Harry si rinchiuse in camera per due giorni, cercando di dormire per farsi passare il mal di testa e il mal di cuore che lo tormentavano. Il terzo giorno, quando si svegliò, tutto quello che restava era un battito sordo. Si alzò dal letto prendendo la vestaglia e pensando a Tomlinson. Sarebbe stato così facile accettare la sua proposta di matrimonio e risolvere così tutti i suoi problemi, ma aveva imparato da lui e aveva fatto quello che riteneva giusto per lui.
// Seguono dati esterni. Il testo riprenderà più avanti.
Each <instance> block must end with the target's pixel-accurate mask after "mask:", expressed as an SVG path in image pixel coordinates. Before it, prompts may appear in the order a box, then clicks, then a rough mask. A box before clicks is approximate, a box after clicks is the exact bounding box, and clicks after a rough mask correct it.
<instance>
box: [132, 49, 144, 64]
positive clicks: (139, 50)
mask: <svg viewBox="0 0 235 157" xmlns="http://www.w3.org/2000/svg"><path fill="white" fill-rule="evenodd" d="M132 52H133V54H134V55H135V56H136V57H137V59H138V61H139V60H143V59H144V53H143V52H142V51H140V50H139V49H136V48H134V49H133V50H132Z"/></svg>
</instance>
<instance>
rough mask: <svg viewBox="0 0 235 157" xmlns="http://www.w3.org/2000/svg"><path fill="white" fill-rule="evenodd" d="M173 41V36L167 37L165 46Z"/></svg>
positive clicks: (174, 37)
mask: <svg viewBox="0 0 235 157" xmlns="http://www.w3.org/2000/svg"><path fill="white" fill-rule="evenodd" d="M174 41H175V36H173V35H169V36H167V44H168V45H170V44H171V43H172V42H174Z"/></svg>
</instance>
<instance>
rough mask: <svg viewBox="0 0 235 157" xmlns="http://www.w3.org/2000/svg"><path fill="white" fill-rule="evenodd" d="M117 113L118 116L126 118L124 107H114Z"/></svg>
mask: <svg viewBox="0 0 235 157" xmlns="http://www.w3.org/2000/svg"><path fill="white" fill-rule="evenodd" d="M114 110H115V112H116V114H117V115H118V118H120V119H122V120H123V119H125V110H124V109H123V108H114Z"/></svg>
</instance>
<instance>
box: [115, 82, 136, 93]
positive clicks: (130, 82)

Allora, perché si sentiva così male?
Mosse un passo verso il tavolo da toeletta e si portò una mano alla bocca quando un'ondata di nausea lo sommerse. Forse avrebbe dovuto mangiare qualcosa di più, invece di ignorare il vassoio del cibo.
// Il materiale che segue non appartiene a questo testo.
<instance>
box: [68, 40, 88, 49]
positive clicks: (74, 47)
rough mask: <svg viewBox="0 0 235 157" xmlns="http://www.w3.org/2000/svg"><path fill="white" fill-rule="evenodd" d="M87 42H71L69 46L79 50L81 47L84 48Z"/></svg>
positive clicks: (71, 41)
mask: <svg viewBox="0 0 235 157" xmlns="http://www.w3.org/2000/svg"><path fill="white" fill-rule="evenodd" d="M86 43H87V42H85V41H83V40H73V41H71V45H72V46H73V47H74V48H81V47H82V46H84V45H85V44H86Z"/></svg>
La porta si aprì silenziosamente e la cameriera si affacciò. <<Oh, signore, siete sveglio. La signora Styles ha chiesto di voi.>>
<<Bene. Aiutatemi a vestirmi, allora.>>

Si sentiva quasi presentabile quando scese le scale e raggiunse la sala della colazione dove sua zia lonaspettava. Tra qualche boccone di pane tostato e alcuni sorsi di tè, gli raccontò tutta la storia del viaggio a Brighton e di quanto era accaduto, omettendo di menzionare l'identità del suo accompagnatore e quando intimamente si era preso cura di lui, di come avesse diviso il suo letto e della sua proposta di matrimonio.
<<Cosa farai ora?>> gli chiese zia Ellen alla fine, la voce carica di tensione.

Harry distolse il pensiero dal capitano dai freddi occhi celesti e i capelli castani che l'aveva tenuto tra le braccia confortandolo con parole gentili. <<Troverò qualcuno che mi sposi>> replicò deciso.